Customer service vs customer experience is a widely talked about topic as the two certainly overlap, but there are vast differences that need to be known. Since companies need to identify the touchpoints that matter inside a customer journey, we are going to zero in on this situation to help you to find out many interesting facts. The reality is that many firms avoid paying close attention to the whole customer experience, so we are going to dive into this topic as well.
Customer Service VS Customer Experience
Many companies think that touchpoints are all that matters. However, this situation can bring about a distorted photo of the things that are really going on with a client during and after the purchase. A business might consider that their customers are happy with their products and services when they are not. Companies might lose sight of the bigger picture: the end-to-end experience of the customer.
For instance, a company receives millions of calls from their customers, which might not consider a call simply as a “product question.” To thrive in the business landscape, a firm must understand the bigger picture or the broader reasons a customer might have in his or her mind to make such a call. It might be an annoying technical issue or a contract`s clause the customer does not understand. So a company needs to find out the root causes of these calls and get as much as feedback as they can.
Firms that fully handle the entire customer journey will experience less churn, better customer satisfaction, increased revenue and their employees will work harder. These firms also learn to collaborate better across levels and function, which will bring about many gains over time.
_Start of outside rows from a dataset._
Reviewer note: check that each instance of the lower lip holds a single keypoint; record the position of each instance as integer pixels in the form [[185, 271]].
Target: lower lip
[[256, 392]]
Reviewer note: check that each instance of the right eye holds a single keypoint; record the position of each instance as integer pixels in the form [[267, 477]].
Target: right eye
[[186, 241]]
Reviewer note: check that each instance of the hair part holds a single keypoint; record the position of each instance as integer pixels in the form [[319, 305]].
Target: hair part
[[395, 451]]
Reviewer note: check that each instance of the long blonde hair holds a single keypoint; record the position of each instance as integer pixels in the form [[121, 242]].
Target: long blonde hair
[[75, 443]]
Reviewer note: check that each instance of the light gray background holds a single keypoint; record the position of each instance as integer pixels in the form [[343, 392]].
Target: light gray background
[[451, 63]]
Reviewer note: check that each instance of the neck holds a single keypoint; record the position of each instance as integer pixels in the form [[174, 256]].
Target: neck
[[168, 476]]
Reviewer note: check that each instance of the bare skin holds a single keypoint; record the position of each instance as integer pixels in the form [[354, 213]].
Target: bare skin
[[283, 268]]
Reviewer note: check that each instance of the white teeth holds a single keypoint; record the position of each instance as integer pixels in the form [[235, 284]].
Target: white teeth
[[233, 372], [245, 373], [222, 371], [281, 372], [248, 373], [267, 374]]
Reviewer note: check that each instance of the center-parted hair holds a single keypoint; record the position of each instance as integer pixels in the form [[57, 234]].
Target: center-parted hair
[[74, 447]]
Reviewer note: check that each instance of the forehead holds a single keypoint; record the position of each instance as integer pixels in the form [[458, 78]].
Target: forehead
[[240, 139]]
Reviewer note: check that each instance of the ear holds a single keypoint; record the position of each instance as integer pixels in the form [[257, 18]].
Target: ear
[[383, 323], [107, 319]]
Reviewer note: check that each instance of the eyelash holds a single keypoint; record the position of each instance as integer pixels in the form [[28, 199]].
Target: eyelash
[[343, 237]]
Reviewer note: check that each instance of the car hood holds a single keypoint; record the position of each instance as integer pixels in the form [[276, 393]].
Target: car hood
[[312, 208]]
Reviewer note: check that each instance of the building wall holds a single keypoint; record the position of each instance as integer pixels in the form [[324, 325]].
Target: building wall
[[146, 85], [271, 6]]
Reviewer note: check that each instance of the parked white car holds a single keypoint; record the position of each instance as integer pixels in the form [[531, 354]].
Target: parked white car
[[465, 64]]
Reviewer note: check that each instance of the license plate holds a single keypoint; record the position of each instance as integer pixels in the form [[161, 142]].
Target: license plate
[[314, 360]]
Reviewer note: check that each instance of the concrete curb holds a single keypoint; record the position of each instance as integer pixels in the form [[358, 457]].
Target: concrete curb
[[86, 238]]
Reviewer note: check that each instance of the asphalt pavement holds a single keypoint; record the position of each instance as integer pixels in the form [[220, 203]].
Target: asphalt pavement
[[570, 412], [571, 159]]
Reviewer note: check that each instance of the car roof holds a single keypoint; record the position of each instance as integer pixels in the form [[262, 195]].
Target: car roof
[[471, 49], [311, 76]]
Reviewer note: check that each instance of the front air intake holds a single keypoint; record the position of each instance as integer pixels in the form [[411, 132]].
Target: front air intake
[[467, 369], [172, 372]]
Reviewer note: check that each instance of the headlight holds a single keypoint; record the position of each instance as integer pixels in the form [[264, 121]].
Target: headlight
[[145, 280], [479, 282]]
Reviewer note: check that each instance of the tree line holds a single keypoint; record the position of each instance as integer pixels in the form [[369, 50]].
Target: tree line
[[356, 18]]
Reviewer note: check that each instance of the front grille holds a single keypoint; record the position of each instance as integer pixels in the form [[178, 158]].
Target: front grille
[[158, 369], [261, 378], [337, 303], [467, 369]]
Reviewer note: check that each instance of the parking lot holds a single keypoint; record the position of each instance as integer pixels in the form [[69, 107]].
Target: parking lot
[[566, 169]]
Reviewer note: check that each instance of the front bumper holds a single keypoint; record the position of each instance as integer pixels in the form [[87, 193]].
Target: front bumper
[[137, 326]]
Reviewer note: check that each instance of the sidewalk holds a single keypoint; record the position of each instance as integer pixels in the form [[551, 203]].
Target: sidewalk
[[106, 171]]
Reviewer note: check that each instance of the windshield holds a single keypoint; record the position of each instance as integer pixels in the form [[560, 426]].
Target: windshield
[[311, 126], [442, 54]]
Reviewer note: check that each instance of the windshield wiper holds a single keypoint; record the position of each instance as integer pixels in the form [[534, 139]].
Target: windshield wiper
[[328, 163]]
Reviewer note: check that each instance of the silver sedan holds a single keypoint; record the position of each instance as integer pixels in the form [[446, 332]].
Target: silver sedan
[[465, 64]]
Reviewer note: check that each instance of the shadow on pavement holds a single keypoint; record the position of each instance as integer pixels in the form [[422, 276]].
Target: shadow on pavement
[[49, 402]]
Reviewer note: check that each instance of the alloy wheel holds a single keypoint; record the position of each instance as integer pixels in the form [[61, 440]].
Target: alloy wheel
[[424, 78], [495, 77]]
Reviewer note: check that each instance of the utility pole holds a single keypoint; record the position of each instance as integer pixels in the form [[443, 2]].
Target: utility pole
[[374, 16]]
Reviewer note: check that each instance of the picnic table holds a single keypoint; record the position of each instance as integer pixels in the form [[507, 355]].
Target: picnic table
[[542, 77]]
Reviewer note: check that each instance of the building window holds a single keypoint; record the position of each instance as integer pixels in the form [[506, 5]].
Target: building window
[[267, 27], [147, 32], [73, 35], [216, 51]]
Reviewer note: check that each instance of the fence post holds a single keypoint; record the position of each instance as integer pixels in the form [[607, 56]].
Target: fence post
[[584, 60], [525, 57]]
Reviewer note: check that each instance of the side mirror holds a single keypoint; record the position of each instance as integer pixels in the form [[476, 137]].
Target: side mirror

Companies of all sizes need to take a close look at the customer experience to find out what the problem is. In addition, they have to see the whole picture, which means the total number of interactions with a customer over time.
Onboarding Process and Customer Service
What does customer interaction over time mean? It means that a firm could get high level of customer experience per call, but they will not pass the exam when the total number of interactions is taking into consideration. First instance, the onboarding process could need an improvement as a whole, which is very important for any firm out there. The problem is that the root causes might not be addressed at all while taking care of a customer over time, which will hurt the company`s bottom line in the long haul.
The cumulative experience of a customer across various touchpoints and in many channels over time will have a lot of influence on what a client thinks about the company. The firm as a whole must thrive to find out what a customer really want and design a cross-functional process that delivers top-notch service across the entire customer journey. The culture of continues improvement and change must be part of any successful customer service team out there.
Judgment-driven, top-down evaluations and data-driven, bottom-up analysis are needed to find out where to start a transformation in the customer journey. Whenever possible, management should pursue these goals in parallel. Executives have to make some working sessions to find out pain points inside the customer journey such as any discrepancy between the service the customer actually gets and the promise of the marketing material.
Walking the Walk
Firms need to walk the walk when it comes to improving customer experience. It means that their top-down efforts must identify early wins that are capable of setting the tone for additional transformation. Most companies will solve their customer experience issues this way, but those needing to change the overall customer satisfaction level have to write up a complete plan describing the whole process from the beginning to the end, taking into consideration the impact that these changes bring about for the organization, and lays out a feasible, commonsense set of initiatives.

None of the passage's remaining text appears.